In today’s case before the CRPD Committee, a panel of 18 experts found that six Hungarian adult citizens were prohibited from voting in the April 2010 parliamentary and October 2010 municipal elections. They were denied their right to vote simply because they were (and still are) under guardianship. They are all people with intellectual disabilities who want to participate in democracy, but were denied their rights because of laws which discriminate against people on the basis of a disability. The Committee found that these people’s rights under international law had been violated.
The Committee held that international law guarantees the right to vote to all people with disabilities, and that it “does not foresee any reasonable restriction” on this right.
“The Hungarian government has already amended the Constitution five times since it came into force last year, so it will be easy for it to repeal this repugnant part of the Constitution,” said Oliver Lewis, MDAC Executive Director. “It is now a priority for the Hungarian government to re-enfranchise the 60,000 adult citizens of the country who have been denied their right to vote, and it should provide compensation to all those who have been denied the ability to exercise their democratic rights.”

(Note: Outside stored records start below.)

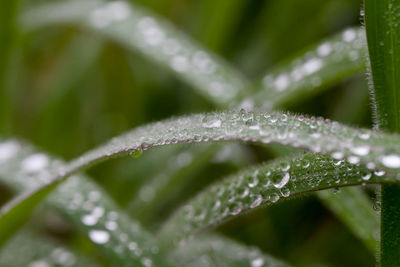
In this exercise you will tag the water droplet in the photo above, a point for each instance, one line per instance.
(360, 150)
(136, 153)
(367, 176)
(235, 208)
(211, 121)
(256, 202)
(281, 179)
(35, 163)
(99, 236)
(258, 262)
(391, 161)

The Committee was critical of the old Constitution under which the right to vote was automatically removed from the six applicants. The CRPD Committee also condemned the new system where judges have the discretion to remove the right to vote from a person under guardianship. It said that a system containing an assessment of voting capacity is “discriminatory in nature”, and does not pursue a legitimate aim. This echoes findings in 2011 by the Council of Europe Commissioner for Human Rights, the Council of Europe Committee of Ministers, the Venice Commission and the UN High Commissioner for Human Rights. The European Union Agency for Fundamental Rights came to the same conclusion in 2012. MDAC was involved in all of these initiatives.